Facebook’s parent company Meta is investigating whether outgoing COO Sheryl Sandberg improperly used company employees and resources to work on her personal projects, including writing a book and promoting her foundation, according to a report.
The 52-year-old Sandberg, who announced last week that she was resigning from her position as Mark Zuckerberg’s No. 2, said she is leaving the company after 14 years to focus on women’s issues.
Her announced departure coincided with a Wall Street Journal report that she was being investigated by Meta attorneys for using company resources to help plan her upcoming wedding to her fiance, marketing executive Tom Bernthal.
But the Journal reported on Friday that the wedding is just a small part of a much broader inquiry into Sandberg’s behavior that stretches back years.
Meta attorneys are reportedly looking into whether Sandberg had subordinates devote energy and resources on company time to support her women’s empowerment initiative, Lean In, which is named after her best-selling book from 2013.
Sandberg is also being investigated by company lawyers for allegedly having staffers help her write her second book, “Option B: Facing Adversity, Building Resilience, and Finding Joy.”
The book was written by Sandberg in 2017. It describes the grief she felt after the sudden passing of her first husband, SurveyMonkey CEO Dave Goldberg, in 2015.
If the investigation determines that Sandberg behaved improperly, she could be asked to reimburse Meta for the time that employees spent working on her personal projects.
There is also reportedly some concern within the company that Sandberg failed to adequately disclose the use of professional resources for personal gain to the Securities and Exchange Commission.
The Post has reached out to Meta and Sandberg seeking comment.
Sources close to Sandberg told the Journal that the investigation played no role in her decision to step down.
“Sheryl did not inappropriately use company resources in connection with the planning of her wedding,” a spokeswoman for Sandberg said last week.
A rep for Meta, Caroline Nolan, echoed that sentiment, telling The Post week: “None of this has anything to do with her personal decision to leave.”
Sandberg is also being investigated for allegedly pressuring the Daily Mail to spike a critical story about her then-boyfriend, Activision Blizzard CEO Bobby Kotick.
In a lengthy Facebook post explaining her decision to leave in the fall, Sandberg noted her upcoming wedding to Bernthal.
“I am not entirely sure what the future will bring — I have learned no one ever is,” Sandberg said.
“But I know it will include focusing more on my foundation and philanthropic work, which is more important to me than ever given how critical this moment is for women.
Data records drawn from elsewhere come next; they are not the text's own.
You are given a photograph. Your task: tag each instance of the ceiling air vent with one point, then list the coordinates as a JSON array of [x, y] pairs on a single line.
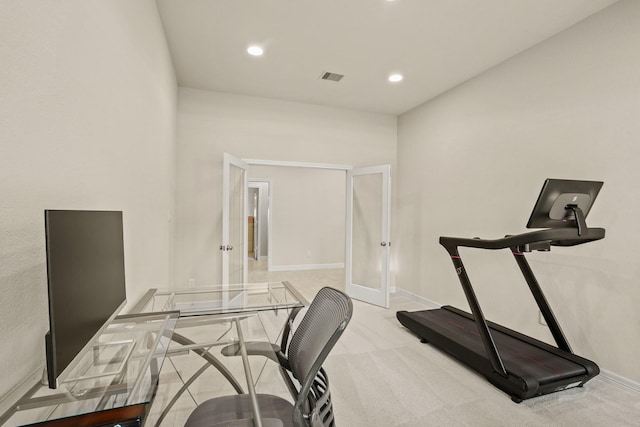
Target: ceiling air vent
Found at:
[[334, 77]]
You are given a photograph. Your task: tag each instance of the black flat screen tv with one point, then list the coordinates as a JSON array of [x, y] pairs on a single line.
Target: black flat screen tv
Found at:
[[86, 281]]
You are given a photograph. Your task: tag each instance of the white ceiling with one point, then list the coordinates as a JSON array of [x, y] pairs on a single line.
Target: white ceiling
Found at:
[[435, 44]]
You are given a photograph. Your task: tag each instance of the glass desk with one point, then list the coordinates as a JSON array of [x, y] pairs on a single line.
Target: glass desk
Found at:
[[114, 380], [222, 299], [222, 325]]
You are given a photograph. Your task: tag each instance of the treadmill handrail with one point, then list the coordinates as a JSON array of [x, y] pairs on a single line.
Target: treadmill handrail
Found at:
[[555, 236]]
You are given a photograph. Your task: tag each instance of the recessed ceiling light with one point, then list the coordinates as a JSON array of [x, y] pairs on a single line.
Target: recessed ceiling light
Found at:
[[255, 50]]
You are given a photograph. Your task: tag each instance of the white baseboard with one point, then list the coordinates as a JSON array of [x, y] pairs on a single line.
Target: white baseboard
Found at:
[[417, 298], [306, 267], [619, 380]]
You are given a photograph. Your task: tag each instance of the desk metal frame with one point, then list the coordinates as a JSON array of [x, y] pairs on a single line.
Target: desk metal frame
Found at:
[[232, 313]]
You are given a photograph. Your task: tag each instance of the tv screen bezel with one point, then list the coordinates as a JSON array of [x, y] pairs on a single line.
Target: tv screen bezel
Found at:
[[552, 191], [72, 331]]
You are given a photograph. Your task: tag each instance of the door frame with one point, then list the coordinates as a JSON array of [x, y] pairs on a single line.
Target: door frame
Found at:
[[228, 161], [380, 296], [347, 169]]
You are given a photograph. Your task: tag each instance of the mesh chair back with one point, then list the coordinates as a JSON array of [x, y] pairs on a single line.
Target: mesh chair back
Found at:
[[322, 325]]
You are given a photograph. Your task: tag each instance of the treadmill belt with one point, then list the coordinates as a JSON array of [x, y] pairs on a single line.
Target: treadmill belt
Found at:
[[519, 357]]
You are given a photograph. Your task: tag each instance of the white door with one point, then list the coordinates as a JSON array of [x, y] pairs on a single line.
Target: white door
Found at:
[[368, 246], [234, 220]]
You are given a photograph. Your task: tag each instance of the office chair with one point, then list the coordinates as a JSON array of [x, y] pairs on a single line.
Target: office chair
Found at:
[[322, 325]]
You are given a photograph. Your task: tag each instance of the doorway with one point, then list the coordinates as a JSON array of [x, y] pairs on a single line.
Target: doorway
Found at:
[[258, 208], [371, 288]]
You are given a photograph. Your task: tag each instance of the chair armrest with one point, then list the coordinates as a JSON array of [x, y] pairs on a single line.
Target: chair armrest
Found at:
[[254, 348]]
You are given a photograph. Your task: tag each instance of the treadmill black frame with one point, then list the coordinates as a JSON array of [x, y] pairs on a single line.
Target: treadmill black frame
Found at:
[[518, 244]]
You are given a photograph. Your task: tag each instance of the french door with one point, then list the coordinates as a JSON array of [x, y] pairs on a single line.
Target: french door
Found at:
[[368, 248], [234, 220]]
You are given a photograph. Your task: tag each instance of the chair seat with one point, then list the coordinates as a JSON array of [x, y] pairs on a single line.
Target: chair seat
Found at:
[[235, 411]]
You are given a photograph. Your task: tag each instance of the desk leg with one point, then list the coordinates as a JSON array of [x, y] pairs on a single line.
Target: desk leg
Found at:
[[211, 359]]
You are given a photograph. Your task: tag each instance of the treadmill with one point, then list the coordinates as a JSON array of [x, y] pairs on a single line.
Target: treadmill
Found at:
[[521, 366]]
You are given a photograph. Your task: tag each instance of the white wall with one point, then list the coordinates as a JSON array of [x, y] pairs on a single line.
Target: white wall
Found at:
[[471, 163], [307, 216], [211, 123], [87, 121]]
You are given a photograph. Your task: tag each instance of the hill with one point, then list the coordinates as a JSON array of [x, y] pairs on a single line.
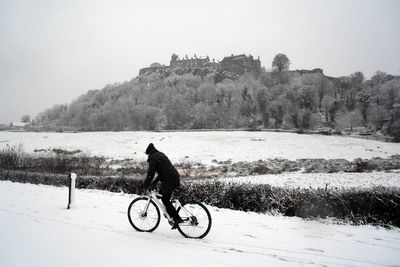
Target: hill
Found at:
[[299, 100]]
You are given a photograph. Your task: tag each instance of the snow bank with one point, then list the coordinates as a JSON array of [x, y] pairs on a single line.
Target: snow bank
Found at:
[[36, 229], [322, 180], [205, 146]]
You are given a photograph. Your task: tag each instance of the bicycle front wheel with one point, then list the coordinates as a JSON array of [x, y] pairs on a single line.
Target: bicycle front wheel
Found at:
[[143, 214], [196, 220]]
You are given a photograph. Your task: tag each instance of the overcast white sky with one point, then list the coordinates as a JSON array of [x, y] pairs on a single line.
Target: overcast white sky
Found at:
[[53, 51]]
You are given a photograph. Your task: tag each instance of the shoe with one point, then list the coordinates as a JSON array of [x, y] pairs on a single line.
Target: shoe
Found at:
[[176, 223]]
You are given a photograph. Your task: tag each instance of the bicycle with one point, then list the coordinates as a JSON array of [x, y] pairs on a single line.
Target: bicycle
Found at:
[[144, 215]]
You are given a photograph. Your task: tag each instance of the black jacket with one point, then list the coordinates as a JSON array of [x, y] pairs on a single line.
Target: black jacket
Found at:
[[167, 174]]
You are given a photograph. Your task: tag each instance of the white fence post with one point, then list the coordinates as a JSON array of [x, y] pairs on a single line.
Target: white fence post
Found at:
[[71, 198]]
And as Tom and I get married this summer, parenting our expanded family of five children.”
Sandberg’s personal and professional challenges occurred as Meta attempts to rebrand itself as a metaverse company following a series of scandals — including damning reports regarding the harmful effects that Instagram and other company-owned platforms have on the mental health of teenage girls.
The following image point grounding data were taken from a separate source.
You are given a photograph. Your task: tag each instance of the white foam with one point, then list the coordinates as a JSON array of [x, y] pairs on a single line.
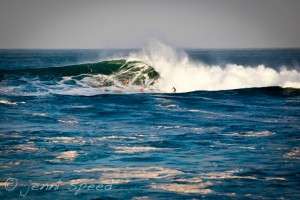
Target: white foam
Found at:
[[71, 122], [183, 188], [177, 71], [68, 155], [226, 175], [8, 102], [252, 134], [133, 172], [137, 149], [294, 153]]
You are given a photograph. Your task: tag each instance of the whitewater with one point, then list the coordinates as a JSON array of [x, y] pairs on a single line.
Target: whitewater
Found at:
[[230, 131], [162, 67]]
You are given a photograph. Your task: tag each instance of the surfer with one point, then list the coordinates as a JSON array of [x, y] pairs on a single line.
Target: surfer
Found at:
[[102, 81], [126, 81], [174, 89]]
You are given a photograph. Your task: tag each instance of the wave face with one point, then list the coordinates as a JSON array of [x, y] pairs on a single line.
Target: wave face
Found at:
[[157, 68], [82, 79], [177, 70]]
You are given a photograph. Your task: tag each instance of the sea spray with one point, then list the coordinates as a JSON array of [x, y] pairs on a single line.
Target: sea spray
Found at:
[[176, 70]]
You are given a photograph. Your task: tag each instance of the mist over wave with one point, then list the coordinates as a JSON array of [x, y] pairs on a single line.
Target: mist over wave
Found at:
[[155, 69], [176, 70]]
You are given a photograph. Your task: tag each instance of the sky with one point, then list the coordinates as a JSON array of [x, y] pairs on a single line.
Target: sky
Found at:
[[117, 24]]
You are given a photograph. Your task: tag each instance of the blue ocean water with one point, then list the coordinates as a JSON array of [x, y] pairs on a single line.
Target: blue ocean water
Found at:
[[64, 136]]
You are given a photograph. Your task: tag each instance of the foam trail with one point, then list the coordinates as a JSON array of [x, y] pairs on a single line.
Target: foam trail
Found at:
[[176, 70]]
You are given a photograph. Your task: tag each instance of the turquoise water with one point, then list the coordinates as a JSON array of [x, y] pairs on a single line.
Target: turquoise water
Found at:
[[62, 136]]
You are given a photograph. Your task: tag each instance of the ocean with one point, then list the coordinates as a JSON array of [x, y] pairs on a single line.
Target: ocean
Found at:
[[72, 128]]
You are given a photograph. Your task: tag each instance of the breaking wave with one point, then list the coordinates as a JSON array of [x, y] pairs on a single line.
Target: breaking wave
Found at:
[[157, 68]]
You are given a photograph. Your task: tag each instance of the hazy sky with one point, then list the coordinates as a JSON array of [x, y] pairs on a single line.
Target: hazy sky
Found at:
[[131, 23]]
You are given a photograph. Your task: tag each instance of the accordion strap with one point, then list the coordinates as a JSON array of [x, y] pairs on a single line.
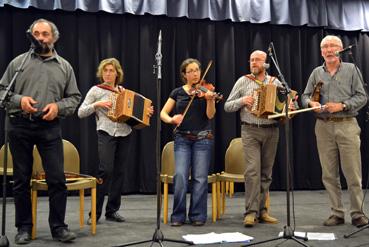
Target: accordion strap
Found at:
[[253, 78]]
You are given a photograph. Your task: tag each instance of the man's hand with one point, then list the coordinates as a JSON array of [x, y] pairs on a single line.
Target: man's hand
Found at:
[[150, 111], [317, 104], [27, 104], [50, 112], [248, 101], [333, 107], [103, 104]]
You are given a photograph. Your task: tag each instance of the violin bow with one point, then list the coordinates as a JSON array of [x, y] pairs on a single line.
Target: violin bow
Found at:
[[193, 96]]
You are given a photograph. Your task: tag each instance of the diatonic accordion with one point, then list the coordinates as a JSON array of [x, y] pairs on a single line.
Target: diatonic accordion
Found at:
[[269, 99], [131, 108]]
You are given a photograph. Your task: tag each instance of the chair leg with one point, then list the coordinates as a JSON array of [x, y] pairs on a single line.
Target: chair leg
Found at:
[[214, 201], [218, 199], [34, 212], [165, 204], [227, 187], [267, 202], [81, 207], [93, 211], [223, 197]]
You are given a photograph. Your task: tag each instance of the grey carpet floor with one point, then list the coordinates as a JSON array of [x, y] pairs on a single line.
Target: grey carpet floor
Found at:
[[309, 210]]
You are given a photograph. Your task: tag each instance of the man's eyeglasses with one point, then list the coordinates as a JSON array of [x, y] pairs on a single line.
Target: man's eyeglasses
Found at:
[[193, 71], [326, 46]]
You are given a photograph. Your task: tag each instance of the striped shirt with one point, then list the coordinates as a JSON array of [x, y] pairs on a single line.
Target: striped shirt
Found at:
[[246, 87], [102, 121]]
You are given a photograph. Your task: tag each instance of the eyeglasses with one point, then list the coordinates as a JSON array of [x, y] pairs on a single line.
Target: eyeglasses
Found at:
[[256, 60], [193, 71], [326, 46]]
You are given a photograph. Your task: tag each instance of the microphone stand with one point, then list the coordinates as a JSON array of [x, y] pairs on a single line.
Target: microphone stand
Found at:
[[288, 232], [158, 236], [4, 102], [366, 120]]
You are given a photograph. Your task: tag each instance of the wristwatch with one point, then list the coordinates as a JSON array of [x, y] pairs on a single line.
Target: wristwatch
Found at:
[[344, 107]]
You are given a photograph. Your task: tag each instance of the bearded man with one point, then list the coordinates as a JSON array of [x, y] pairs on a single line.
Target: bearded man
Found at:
[[44, 91], [259, 137]]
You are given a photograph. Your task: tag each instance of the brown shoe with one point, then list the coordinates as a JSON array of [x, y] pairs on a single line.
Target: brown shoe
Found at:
[[359, 221], [334, 220], [266, 218], [250, 220]]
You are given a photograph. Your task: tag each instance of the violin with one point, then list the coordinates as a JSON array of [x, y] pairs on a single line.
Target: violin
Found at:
[[315, 96], [201, 88]]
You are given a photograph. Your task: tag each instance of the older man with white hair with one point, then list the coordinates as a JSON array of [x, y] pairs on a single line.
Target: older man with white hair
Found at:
[[336, 129]]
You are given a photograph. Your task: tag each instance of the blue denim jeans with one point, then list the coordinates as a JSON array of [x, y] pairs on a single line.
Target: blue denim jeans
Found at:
[[191, 156]]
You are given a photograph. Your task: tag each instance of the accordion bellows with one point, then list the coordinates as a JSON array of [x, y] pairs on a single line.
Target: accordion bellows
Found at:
[[131, 108], [268, 100]]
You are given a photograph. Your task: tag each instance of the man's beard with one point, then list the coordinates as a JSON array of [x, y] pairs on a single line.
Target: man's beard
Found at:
[[256, 71], [44, 48]]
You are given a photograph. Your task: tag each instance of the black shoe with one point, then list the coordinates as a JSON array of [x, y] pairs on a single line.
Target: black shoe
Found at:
[[23, 237], [198, 223], [89, 221], [63, 235], [360, 221], [176, 223], [115, 217]]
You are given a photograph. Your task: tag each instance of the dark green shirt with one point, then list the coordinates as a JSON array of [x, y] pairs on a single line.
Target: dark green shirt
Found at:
[[49, 80]]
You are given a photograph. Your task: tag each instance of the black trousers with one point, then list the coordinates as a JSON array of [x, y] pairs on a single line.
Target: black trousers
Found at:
[[23, 135], [112, 155]]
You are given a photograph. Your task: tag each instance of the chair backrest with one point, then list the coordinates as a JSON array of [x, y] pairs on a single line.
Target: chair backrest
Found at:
[[167, 159], [71, 159], [234, 157], [10, 158]]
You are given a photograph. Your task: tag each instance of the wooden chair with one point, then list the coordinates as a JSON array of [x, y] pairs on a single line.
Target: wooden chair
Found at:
[[9, 170], [167, 175], [234, 170], [78, 182]]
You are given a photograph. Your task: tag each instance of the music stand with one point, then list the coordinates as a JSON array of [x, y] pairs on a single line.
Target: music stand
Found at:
[[158, 236], [366, 120], [4, 100], [288, 232]]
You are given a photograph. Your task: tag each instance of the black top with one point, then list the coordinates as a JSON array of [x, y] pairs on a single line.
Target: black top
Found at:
[[196, 118]]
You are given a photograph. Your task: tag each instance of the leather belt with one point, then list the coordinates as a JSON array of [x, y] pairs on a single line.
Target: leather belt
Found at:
[[273, 125], [335, 119], [194, 136]]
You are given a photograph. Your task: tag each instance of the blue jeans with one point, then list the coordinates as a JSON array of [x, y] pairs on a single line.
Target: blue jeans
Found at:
[[194, 154]]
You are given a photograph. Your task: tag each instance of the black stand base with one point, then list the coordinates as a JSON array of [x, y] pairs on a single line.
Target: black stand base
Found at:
[[287, 234], [358, 230], [4, 242], [158, 237]]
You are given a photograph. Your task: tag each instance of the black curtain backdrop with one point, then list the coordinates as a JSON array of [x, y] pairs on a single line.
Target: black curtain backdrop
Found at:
[[86, 38]]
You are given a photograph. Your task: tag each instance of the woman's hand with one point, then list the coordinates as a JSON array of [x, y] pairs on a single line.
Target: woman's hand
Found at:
[[177, 119]]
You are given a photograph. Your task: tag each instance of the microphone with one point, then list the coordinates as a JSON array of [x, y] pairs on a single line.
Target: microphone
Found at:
[[270, 48], [35, 44], [347, 49], [158, 56]]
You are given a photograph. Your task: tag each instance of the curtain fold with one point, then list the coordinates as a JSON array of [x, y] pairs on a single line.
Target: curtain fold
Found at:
[[345, 15]]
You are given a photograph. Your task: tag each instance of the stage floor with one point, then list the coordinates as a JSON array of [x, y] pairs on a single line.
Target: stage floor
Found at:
[[310, 210]]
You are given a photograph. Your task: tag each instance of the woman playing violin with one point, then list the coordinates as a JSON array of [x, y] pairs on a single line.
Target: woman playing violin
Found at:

Sources told the Journal that Sandberg feels as though she has become a “punching bag” for the company’s problems. They added that Sandberg hasn’t been heavily involved in the firm’s effort to build its metaverse.
“She sees herself as someone who has been targeted, been tarred as a woman executive in a way that would not happen to a man. Gendered or not, she’s sick of it,” said one person who worked alongside Sandberg for many years.
During her tenure, Sandberg spearheaded development of the Facebook advertising juggernaut that comprises the vast bulk of Meta’s revenue.
Zuckerberg was effusive in his praise of Sandberg in a post reacting to her exit.
“Looking forward, I don’t plan to replace Sheryl’s role in our existing structure. I’m not sure that would be possible since she’s a superstar who defined the COO role in her own unique way,” Zuckerberg said.